Pour Antoine Sfeir[15], le djihadisme est né au cours de la guerre menée par les Soviétiques en Afghanistan durant les années 1980. Il est le fruit de la synthèse entre le courant traditionaliste wahhabite et la stratégie des Frères musulmans. Il suit une « ligne révolutionnaire, base intellectuelle du terrorisme et des opérations suicide, encourageant des actions violentes contre les Occidentaux »[15], fondée sur la pensée du Frère musulman égyptien Sayyid Qutb et celle de l'écrivain jordano-palestinien Abu Muhammad al-Maqdisi, et obligeant d'affronter ceux « qui oppriment les musulmans pieux », qu'ils soient musulmans ou non[15]. Saïd Qotb exalte tout particulièrement la lutte contre les Juifs : « Les juifs devinrent les ennemis de l'islam dès qu'un État musulman fut établi à Médine. Ils complotèrent contre la communauté musulmane dès que celle-ci fut créée (...) Cette âpre guerre que les juifs nous ont déclarée (...) dure sans interruption depuis quatorze siècles et enflamme, encore maintenant, la terre jusqu'en ses confins. »[16].

Pour Anne-Clémentine Larroque, maître de conférences à Sciences Po en Questions internationales, le djihadisme n'est pas « consubstantiel à la religion ». Bien que le Coran mentionne textuellement le jihad, « le djihadisme est un mouvement contemporain qui puise ses racines dans les thèses de deux grands idéologues » : « la pensée de Sayyid Qutb (1906-1966), militant des Frères musulmans qui lutta activement contre l'État de Nasser jugé « mécréant » car ne respectant pas la loi coranique et théorisa dans les années 1960 le retour à un islam politique où le jihad prend une place centrale » et « la pensée de Abul Ala Maududi (1903-1979) théologien fondamentaliste pakistanais qui à la même époque pense et encourage la lutte pour la création d'un État islamique pakistanais. Ses thèses seront suivies par les Talibans: il prône un retour au jihad global »[17].

Pour l'universitaire Stéphane Lacroix, « le djihadisme a une généalogie distincte du salafisme et du wahhabisme.
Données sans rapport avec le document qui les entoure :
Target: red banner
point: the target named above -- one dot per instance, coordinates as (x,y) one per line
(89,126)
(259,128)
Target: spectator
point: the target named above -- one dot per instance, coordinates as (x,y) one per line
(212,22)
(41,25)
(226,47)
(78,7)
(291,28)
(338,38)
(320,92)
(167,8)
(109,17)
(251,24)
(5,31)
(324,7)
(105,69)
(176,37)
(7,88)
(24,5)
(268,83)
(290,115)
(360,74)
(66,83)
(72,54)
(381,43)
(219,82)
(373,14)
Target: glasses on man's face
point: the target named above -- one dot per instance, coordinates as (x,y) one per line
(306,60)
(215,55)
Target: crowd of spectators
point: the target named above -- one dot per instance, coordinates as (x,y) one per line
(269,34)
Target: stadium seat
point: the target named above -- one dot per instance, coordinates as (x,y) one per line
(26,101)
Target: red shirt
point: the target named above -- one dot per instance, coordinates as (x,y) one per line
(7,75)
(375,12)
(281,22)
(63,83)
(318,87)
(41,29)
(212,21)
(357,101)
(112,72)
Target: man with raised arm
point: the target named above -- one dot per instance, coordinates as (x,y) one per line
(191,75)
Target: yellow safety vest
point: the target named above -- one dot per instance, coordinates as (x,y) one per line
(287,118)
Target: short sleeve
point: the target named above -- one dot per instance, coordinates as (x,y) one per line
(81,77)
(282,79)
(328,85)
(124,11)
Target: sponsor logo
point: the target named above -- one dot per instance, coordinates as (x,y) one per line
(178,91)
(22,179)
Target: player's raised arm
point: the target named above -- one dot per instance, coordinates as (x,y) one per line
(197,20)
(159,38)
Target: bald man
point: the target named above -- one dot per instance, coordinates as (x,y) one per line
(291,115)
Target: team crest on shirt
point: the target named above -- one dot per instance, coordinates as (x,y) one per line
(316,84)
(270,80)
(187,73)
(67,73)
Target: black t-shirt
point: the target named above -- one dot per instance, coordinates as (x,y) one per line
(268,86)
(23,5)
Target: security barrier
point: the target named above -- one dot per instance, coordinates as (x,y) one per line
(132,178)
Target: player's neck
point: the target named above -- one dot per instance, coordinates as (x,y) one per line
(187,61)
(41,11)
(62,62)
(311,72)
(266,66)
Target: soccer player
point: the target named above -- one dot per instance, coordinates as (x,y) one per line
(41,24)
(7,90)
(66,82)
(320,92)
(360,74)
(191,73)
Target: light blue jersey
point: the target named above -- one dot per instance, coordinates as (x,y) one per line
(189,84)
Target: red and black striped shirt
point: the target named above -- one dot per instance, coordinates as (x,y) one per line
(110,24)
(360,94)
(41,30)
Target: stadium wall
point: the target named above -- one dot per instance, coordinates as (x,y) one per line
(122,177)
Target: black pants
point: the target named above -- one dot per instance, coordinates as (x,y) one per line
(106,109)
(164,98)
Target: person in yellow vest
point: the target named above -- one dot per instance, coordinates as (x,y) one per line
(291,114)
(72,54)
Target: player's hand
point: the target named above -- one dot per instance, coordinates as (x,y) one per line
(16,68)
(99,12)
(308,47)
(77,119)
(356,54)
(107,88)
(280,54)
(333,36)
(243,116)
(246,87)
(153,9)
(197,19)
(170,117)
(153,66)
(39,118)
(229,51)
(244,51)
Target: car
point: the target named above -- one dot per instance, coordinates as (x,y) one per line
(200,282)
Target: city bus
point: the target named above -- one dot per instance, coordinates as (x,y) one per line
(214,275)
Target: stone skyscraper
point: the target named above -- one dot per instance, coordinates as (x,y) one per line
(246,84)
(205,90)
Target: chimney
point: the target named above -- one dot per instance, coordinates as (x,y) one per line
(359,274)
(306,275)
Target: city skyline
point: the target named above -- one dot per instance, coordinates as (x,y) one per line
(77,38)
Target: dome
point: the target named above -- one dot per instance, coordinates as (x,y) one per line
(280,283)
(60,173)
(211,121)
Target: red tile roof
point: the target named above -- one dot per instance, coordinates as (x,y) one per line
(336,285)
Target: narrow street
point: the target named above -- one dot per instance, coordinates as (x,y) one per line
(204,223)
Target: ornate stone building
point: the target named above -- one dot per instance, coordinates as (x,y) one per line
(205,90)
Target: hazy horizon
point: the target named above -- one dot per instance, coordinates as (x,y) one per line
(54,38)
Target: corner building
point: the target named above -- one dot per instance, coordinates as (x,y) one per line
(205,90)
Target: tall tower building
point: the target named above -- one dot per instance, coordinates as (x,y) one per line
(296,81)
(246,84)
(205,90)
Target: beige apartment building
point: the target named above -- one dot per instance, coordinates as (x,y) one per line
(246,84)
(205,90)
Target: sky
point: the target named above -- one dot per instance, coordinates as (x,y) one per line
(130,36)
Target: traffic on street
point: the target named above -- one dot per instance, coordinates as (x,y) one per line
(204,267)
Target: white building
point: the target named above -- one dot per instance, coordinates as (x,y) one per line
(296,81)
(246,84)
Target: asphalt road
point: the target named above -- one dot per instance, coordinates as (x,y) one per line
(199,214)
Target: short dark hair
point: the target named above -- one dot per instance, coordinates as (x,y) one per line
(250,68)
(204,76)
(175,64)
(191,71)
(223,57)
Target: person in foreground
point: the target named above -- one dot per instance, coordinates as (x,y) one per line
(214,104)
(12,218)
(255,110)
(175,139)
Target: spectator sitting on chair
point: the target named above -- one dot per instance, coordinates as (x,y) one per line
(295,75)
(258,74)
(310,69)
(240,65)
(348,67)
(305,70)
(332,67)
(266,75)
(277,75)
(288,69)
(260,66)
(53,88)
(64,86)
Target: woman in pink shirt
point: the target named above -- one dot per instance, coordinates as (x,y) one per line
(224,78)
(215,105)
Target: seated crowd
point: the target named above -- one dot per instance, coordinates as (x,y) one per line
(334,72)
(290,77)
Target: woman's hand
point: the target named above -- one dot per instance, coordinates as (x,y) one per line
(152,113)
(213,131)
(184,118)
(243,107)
Il s'inscrit plutôt à l'origine dans l'héritage intellectuel des mouvements islamistes modernes, qui naissent en Égypte en 1928 avec la création des Frères musulmans ». Selon lui, le djihadisme naît en particulier sous la plume de Sayyid Qutb dans les années 1950-1960 comme « une variante révolutionnaire de l'islamisme », et « ce n'est donc que dans les années 1990, sous la plume d'idéologues religieux comme Abou Qatada ou Abou Muhammad al-Maqdisi, d'origine palestinienne, que le discours djihadiste se salafise », cette dynamique voyant son « aboutissement » avec l'avènement de l'État islamique. Il souligne que « ceux qui fixaient la doctrine djihadiste » étaient en majorité égyptiens, syriens et palestiniens[18].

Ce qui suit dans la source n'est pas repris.